Concrete Mathematics, Newton Series and Inversion

Question

In section 5.3 of Concrete Mathematics, on the bottom of page 192, "A special case of the rule (5.45) we've just derived for Newton's series can be rewritten in the following way:" (this is 5.48)

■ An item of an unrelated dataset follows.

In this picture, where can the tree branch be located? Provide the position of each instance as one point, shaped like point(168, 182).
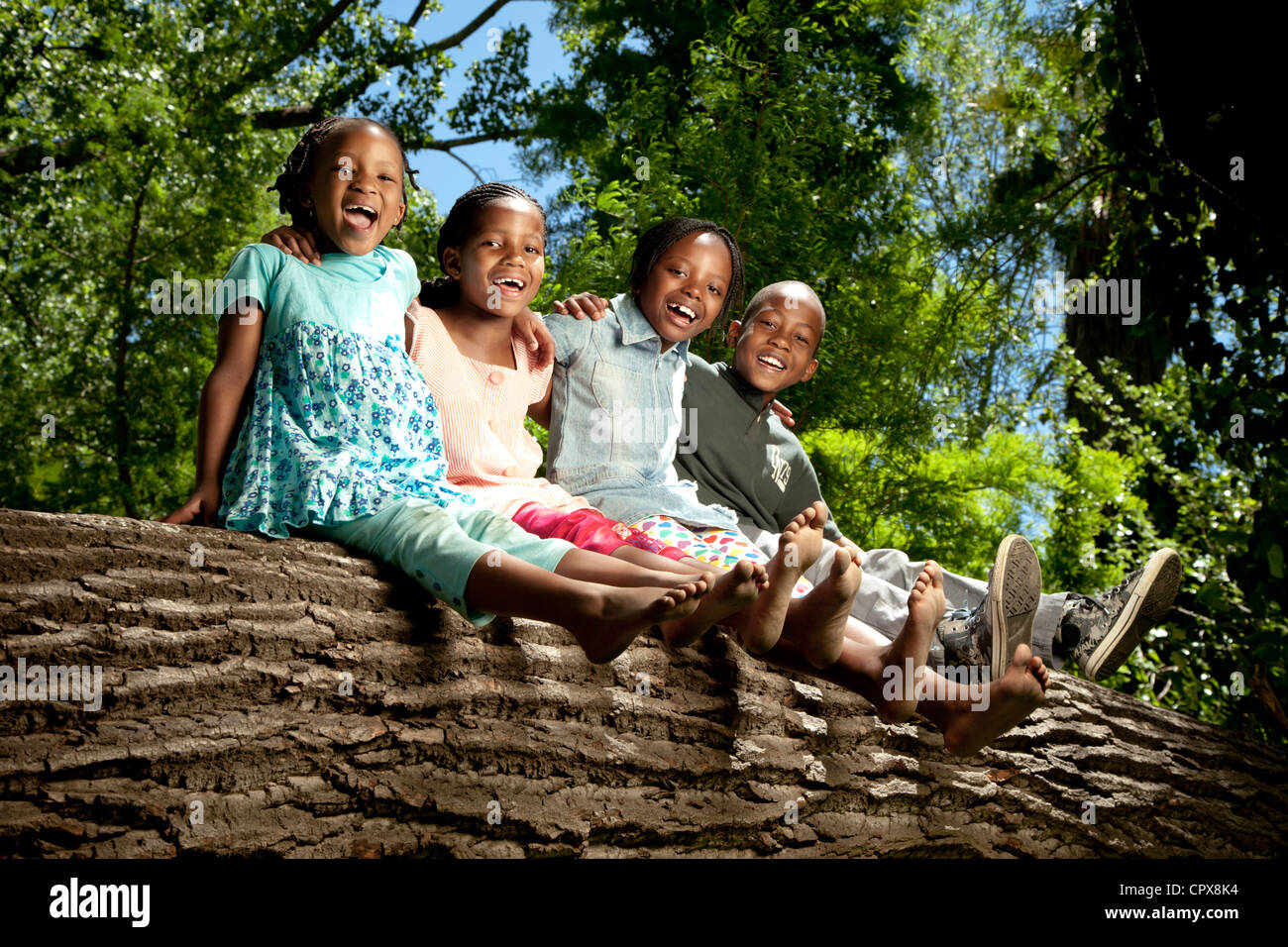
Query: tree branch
point(261, 72)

$g(n) = \displaystyle\sum\limits_{k}^{} \binom{n}{k}(-1)^kf(k) \iff f(n) = \displaystyle\sum\limits_{k}^{} \binom{n}{k}(-1)^kg(k)$

5.45 is:

$g(a+x) = \displaystyle\frac{g(a)}{0!}x^\underline 0 + \displaystyle\frac{\Delta g(a)}{1!}x^\underline 1 + \displaystyle\frac{\Delta^2 g(a)}{2!}x^\underline 2 +\ldots$

I can understand each part individually but I cannot understand why the first one is a special case of the second one. Can someone explain the connection to me?

Answer 1

The second equation (5.45 not 5.48--a typo in your question) in only slightly different form is $$ g(a+x) = \sum_{k\ge 0} \binom{x}{k}\Delta^k g(k)$$ If we have $a=0$, $n=x$ and for some $f$ $$ \Delta^k g(x) = (-1)^k f(k)$$ (which I believe is the special case the authors means) then we have that $$g(n) = \sum_{k\ge 0} \binom{n}{k}(-1)^k f(k)$$

Answer 2

5.48 is a special case inasmuch as: if functions $f$ and $g$ satisfy property 5.48 then equation 5.45 (by way of its equivalent 5.44) is also satisfied. Equation 5.44 is:

$$f(x) = f(0)\binom{x}{0} + \Delta f(0)\binom{x}{1} + \Delta^2 f(0)\binom{x}{2} + \Delta^3 f(0)\binom{x}{3} + \ldots\;\;.$$

To see this, from 5.48, we have,

\begin{eqnarray*} f(n) &=& \sum_k{\binom{n}{k}(-1)^kg(k)} \\ \therefore \Delta f(n) &=& \sum_k{\binom{n}{k-1}(-1)^kg(k)} \qquad\text{using $\Delta \left(\binom{x}{k}\right) = \binom{x}{k-1}$ from pg. 189} \\ \text{and generally} \\ \Delta^r f(n) &=& \sum_k{\binom{n}{k-r}(-1)^kg(k)} \\ \therefore \Delta^r f(0) &=& (-1)^rg(r) \\ && \text{since all the binomial coefficients in the sum are $0$ except for when $k=r$} \\ && \text{when we have $\binom{0}{0}=1.$} \end{eqnarray*}

Now we take RHS (5.44) and try to show it equals LHS (5.44), using $n$ instead of $x$.

\begin{eqnarray*} RHS(5.44) &=& \sum_{k\geq 0}{\Delta^k f(0)\binom{n}{k}} \\ &=& \sum_{k\geq 0}{(-1)^kg(k)\binom{n}{k}} \qquad\text{from above.} \end{eqnarray*}

The rest, to show this equals $f(n)$, is shown in the text on pg. 193.